SOBRE ALGUNS MEDOS ATÁVICOS


CONFLITOS DA CULTURA DISFARÇADOS DE CONFLITOS PESSOAIS

 

Os seres humanos carregam consigo um medo atávico de serem influenciados, dominados, abusados, e procuram defender e preservar sua força, individualidade e independência de pensamento e ação. Num casal, o medo de ser dominado e o desejo de dominar se revela até mesmo em pequenas disputas como, por exemplo, a ridícula luta quanto ao modo de colocar a pasta de dentes na escova. As pessoas têm um medo inconsciente de serem influenciadas e dominadas e então perder sua autonomia e identidade. Tal sentimento pode ser percebido nos vários níveis das relações humanas, desde as que envolvem povos até as que se dão entre funcionários de uma empresa e relações de casal. Porém, não é fácil reconhecê-lo. Embora sua incidência seja ampla não nos apercebemos dela o que nos dificulta fazer um trabalho psicanalítico. Este medo está incrustado em nossos neurônios/psique, pois desde o inicio de nossa vida dependemos de uma outra pessoa de uma forma indispensável, necessária e prazerosa. Porém em algum momento da vida será preciso tornar-se autoafirmativo, contrariando os interlocutores. Instala-se um conflito aberto ou larvado: interesses grupais versus interesses pessoais, sentimentos de culpa por estar contrariando uma pessoa amada, desejo de paz versus afirmação da individualidade, desejos inconsciente de se fundir com a Grande Mãe versus desejo de individuação, etc.      

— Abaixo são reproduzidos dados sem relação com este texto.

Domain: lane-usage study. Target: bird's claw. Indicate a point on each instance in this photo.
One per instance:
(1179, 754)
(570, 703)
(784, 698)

As conquistas territoriais, os massacres de populações, a imposição de culturas podem ser considerados, em parte, uma defesa contra a invasão/imposição de um grupo sobre a individualidade/subjetividade de outro. Do mesmo modo, quando um casal discute sobre o modo de usar o tubo da pasta de dentes, cada um querendo provar que a sua maneira é a melhor, trata-se, no fundo, de uma luta de culturas e mentalidades. Qual cultura/mentalidade vai prevalecer? Quem vai desaparecer e virar uma sombra para que o outro possa tranquilamente ocupar um lugar protegido da ameaça de ser invadido colonizado, controlado?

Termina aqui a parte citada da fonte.